White and his company saw combat from early 1864 through the early 1865. During the summer of 1865 alone, White's company participated in 56 battles and skirmishes, including picket fights, with two men killed, 26 men wounded (four of which later died as a result of their wounds), and ten men taken prisoner. By October 1, 1864, White's company had 15 serviceable horses and 70 that were not serviceable. Between 1863 and 1865, White received one severe wound (from June 21, 1864) and two minor wounds from various campaigns. White felt the effects of these wounds for the remainder of his life. Throughout his military service during the American Civil War, White served under the commands of Stonewall Jackson and Jubal Early.

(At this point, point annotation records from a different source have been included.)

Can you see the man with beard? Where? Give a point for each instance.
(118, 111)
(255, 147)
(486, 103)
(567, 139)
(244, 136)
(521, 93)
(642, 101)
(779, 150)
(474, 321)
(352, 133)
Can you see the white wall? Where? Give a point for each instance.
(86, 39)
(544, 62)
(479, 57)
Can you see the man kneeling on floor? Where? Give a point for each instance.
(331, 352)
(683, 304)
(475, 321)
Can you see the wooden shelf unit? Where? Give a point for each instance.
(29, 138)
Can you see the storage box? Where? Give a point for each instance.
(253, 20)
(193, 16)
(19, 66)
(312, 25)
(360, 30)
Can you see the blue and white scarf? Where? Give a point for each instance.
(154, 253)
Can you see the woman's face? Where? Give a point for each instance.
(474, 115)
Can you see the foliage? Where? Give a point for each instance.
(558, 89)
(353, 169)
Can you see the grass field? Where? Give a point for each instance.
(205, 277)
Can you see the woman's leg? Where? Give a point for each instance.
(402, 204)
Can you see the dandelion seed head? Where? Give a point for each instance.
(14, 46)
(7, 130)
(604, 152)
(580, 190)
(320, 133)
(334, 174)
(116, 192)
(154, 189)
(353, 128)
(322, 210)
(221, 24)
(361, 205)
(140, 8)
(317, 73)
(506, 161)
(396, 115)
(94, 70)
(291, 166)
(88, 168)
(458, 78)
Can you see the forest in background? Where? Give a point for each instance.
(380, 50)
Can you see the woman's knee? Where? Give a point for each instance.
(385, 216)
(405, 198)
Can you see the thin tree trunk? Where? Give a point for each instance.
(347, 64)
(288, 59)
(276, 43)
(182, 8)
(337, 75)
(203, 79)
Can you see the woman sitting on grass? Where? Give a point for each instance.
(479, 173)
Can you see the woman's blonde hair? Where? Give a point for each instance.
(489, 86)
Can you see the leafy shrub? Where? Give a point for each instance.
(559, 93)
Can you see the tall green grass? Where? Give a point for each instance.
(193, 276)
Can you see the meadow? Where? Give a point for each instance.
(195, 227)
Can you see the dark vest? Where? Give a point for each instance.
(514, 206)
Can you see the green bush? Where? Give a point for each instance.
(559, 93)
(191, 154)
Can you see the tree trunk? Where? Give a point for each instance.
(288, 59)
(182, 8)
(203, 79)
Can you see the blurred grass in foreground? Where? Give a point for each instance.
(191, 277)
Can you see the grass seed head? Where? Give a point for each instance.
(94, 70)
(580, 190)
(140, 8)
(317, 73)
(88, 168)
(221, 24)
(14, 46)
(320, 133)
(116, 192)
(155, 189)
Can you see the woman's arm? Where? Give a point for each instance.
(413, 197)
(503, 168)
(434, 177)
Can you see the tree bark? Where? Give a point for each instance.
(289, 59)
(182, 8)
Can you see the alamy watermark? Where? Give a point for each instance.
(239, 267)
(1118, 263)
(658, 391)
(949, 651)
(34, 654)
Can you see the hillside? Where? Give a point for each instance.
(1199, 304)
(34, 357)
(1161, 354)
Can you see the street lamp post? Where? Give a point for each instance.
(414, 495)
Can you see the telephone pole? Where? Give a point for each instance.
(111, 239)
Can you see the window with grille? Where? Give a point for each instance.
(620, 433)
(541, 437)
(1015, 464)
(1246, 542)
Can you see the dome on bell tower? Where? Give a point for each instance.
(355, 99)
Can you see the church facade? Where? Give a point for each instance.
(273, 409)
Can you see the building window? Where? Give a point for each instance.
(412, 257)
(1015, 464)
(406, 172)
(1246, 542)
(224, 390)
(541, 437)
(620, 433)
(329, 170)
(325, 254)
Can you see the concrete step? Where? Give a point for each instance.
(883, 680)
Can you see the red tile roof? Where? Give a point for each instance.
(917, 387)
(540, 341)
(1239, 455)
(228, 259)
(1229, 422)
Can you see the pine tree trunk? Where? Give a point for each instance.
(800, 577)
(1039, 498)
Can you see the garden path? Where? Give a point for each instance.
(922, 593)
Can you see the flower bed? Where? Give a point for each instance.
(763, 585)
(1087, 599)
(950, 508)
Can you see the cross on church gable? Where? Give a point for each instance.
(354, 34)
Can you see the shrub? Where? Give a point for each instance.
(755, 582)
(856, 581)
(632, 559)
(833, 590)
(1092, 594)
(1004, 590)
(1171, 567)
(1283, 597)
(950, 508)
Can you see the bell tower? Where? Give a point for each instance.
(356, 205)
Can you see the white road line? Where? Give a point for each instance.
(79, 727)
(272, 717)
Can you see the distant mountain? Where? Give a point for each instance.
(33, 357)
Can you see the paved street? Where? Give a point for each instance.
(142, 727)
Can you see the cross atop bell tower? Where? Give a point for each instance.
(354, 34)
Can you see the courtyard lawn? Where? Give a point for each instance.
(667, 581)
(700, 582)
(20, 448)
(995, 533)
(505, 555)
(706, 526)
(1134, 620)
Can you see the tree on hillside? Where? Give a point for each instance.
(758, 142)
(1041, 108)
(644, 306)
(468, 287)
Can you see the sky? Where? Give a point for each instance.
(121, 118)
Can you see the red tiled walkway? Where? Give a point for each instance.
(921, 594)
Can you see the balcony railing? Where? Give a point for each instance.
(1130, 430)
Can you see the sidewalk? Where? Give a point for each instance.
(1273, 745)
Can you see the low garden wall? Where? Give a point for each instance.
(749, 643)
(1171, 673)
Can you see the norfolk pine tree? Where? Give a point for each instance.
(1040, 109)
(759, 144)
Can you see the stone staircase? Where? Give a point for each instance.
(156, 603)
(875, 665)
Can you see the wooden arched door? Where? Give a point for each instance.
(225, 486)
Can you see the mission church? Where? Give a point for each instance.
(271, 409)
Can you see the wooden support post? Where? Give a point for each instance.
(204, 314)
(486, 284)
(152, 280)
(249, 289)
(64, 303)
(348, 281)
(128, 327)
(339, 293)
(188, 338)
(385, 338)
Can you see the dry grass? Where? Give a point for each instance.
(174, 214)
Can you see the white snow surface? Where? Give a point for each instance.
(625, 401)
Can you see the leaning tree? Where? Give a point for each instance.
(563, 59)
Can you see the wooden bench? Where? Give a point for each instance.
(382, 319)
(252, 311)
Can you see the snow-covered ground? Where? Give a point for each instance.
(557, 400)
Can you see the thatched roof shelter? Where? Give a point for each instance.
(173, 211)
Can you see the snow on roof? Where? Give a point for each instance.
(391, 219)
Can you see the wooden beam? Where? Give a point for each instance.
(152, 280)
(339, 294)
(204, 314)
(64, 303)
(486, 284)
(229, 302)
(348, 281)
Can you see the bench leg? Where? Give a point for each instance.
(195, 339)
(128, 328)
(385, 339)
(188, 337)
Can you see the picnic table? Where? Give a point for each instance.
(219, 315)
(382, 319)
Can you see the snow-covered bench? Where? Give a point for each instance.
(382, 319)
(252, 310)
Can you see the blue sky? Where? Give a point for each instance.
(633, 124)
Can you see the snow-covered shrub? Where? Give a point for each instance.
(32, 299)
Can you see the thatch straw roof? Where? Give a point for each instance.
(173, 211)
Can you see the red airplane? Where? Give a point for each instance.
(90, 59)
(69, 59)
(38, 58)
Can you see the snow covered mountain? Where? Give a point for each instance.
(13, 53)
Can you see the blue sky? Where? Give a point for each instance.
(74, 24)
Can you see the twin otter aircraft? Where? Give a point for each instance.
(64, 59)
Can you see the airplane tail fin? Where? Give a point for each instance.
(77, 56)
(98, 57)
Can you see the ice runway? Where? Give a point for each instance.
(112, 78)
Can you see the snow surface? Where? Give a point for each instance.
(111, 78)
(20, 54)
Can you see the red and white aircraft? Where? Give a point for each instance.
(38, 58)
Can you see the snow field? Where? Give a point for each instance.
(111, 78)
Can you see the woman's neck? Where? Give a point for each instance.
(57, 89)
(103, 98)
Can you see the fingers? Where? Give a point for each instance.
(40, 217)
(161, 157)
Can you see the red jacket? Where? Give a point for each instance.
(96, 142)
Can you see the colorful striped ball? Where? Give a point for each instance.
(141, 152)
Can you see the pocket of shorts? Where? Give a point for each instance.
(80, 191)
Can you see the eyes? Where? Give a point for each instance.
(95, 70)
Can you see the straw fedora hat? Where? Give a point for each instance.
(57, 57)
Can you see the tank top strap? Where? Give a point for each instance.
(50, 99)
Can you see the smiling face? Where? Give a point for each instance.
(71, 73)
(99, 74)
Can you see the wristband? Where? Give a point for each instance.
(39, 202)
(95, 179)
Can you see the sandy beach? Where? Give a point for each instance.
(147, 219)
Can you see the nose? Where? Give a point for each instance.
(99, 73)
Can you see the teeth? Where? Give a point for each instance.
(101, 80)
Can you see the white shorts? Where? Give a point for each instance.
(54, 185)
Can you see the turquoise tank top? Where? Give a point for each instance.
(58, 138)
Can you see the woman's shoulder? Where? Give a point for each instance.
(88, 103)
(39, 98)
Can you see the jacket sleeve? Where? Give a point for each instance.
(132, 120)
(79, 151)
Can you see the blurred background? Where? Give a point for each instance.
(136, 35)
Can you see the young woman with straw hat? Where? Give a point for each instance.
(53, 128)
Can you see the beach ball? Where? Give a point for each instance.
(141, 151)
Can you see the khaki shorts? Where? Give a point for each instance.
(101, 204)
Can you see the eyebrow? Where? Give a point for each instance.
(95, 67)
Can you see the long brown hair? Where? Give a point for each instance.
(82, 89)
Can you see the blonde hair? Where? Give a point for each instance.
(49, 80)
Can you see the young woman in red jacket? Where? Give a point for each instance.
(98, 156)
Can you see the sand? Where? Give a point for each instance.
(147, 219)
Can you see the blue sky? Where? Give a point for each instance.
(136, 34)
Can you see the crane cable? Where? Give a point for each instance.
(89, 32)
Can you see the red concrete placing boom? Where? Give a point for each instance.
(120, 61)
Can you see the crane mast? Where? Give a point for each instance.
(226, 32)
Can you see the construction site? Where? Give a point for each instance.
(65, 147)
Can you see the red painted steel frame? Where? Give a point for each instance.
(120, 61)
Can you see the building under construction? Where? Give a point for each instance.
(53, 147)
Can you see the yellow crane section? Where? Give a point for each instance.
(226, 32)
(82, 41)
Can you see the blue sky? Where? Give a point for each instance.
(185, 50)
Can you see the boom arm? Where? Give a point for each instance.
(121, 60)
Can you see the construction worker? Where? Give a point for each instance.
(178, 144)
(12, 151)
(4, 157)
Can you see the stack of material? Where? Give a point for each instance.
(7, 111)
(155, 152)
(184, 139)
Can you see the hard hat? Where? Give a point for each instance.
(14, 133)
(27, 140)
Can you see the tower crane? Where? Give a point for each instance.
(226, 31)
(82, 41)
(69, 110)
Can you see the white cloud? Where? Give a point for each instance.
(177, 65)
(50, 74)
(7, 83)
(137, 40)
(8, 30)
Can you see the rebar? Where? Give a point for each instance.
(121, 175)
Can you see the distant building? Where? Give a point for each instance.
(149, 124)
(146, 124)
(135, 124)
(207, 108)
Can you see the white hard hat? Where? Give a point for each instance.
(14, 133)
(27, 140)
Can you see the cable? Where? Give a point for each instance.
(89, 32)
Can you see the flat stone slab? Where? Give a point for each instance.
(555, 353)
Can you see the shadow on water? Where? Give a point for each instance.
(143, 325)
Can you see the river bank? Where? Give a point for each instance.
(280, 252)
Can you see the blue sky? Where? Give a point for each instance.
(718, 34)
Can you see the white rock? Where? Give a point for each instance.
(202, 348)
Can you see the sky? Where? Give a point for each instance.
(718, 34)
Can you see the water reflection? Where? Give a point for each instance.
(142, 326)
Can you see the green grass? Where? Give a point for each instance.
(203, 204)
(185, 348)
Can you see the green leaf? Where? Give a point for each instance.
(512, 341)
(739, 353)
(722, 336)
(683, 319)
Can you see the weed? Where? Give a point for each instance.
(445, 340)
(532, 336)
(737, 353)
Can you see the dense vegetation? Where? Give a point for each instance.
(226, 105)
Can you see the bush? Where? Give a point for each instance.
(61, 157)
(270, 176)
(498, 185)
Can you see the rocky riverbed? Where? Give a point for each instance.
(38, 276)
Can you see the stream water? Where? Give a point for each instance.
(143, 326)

Following the surrender of General Robert E. Lee on April 9, 1865, White and the remaining part of his company traveled to North Carolina to join Confederate Army forces under the command of General Joseph E. Johnston, but Johnston and his forces had already surrendered before White and his troops could reach them. White and the remnants of his company disbanded without surrendering or being paroled, and White returned to Romney around June 1, 1865.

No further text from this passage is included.